Após uma breve negociação com o mercador de escravos, Lord Park fez um gesto final de aprovação. O martelo bateu, selando o destino de Abena. Ela foi comprada. Agora pertencia à família Park.

Escoltada por servos silenciosos e obedientes, Abena foi levada para fora do mercado movimentado e em direção a uma residência imponente, cercada por muros altos e jardins exuberantes. A casa da família nobre Park. Seu novo lar. Sua nova prisão.

"… No meio da opulência e da frieza daquela casa, encontrei um raio de sol inesperado. No jardim secreto, sob a sombra dos bambus, nossos olhares se cruzaram pela primeira vez…"

A propriedade dos Park era um mundo à parte, um contraste gritante com a brutalidade do navio negreiro e a impessoalidade do mercado. Jardins exuberantes se estendiam por todos os lados, fontes murmurantes refrescavam o ar, e a arquitetura elegante da casa principal transmitia uma sensação de poder e tradição.

Abena foi designada para trabalhar nos jardins, um alívio físico após o confinamento do navio, mas ainda uma forma de servidão. Enquanto cuidava das flores e plantas exóticas, sentia-se observada. Um olhar discreto, curioso, pairava sobre ela, vindo de um canto do jardim.

Lee Jun-ho. O filho mais novo de Lord Park. Um jovem de beleza melancólica, com traços delicados e um ar pensativo. Ele a observava de longe, escondido entre as árvores de bambu, seus olhos escuros fixos em Abena com uma intensidade silenciosa.

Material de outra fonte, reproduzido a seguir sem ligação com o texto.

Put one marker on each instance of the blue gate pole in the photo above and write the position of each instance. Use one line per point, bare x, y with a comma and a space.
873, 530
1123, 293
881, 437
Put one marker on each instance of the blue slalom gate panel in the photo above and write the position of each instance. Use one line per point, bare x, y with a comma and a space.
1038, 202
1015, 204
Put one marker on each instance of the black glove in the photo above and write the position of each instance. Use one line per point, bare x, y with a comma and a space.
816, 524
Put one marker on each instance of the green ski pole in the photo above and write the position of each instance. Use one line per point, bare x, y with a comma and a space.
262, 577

Seus olhares se cruzaram. Um instante fugaz, mas carregado de eletricidade. Abena sentiu um choque percorrer seu corpo, uma faísca de algo desconhecido acendendo em meio à sua resignação. Havia curiosidade, talvez até mesmo simpatia, nos olhos do jovem nobre. Era diferente do desprezo frio dos outros membros da família.

Aquele foi o primeiro encontro. Um momento silencioso, mas significativo. Um prenúncio de algo que estava por vir.

"… Ele me olha, não como uma escrava, mas como… uma pessoa? É estranho, este sentimento. Em seus olhos não vejo desprezo, apenas uma curiosidade silenciosa. Seu nome é Lee Jun-ho. Ele é diferente de todos os outros nesta casa. A Coreia… mesmo em minha condição, não posso negar sua beleza. As montanhas verdejantes que abraçam a casa, as flores vibrantes que desabrocham nos jardins, e o céu… ah, o céu coreano, tão vasto e azul. Às vezes, esqueço por um instante a minha dor, absorvida pela beleza que me cerca. Mas a lembrança da minha liberdade perdida logo retorna, como uma sombra escura…"

As páginas do diário revelavam os pensamentos e sentimentos de Abena. Sua voz era poética e introspectiva, mesmo em meio ao sofrimento. Ela descrevia a beleza da Coreia com detalhes vívidos, como se encontrasse consolo e força na natureza que a cercava. As montanhas, os jardins, o céu… eram testemunhas silenciosas de sua dor e esperança.

E então, havia Jun-ho. Sua presença era um raio de luz em sua escuridão. A curiosidade em seus olhos, a forma como ele a observava, plantaram uma semente de esperança em seu coração. Um sentimento novo, confuso e proibido começava a germinar.

Os dias se transformaram em semanas. Abena seguia sua rotina de trabalho na casa e nos jardins, tentando se adaptar à sua nova realidade. Ela aprendia lentamente algumas palavras em coreano com os outros servos, esforçando-se para entender as ordens e navegar pelas complexidades da vida na casa nobre.

Enquanto trabalhava, Abena frequentemente sentia aquele olhar sobre si. Jun-ho a observava secretamente, de janelas entreabertas, de cantos dos jardins, sempre mantendo uma distância respeitosa, quase tímida. Seus olhares se cruzavam por breves instantes, trocando mensagens silenciosas que apenas eles pareciam entender.

Jun-ho não se aproximava, não falava com ela abertamente. Apenas observava. Mas em seu olhar, Abena sentia algo mais do que mera curiosidade. Havia uma melancolia compartilhada, uma compreensão silenciosa que começava a criar um laço invisível entre eles. Um eco do passado ressoava em seus corações, o prelúdio de uma história de amor que desafiaria todas as barreiras.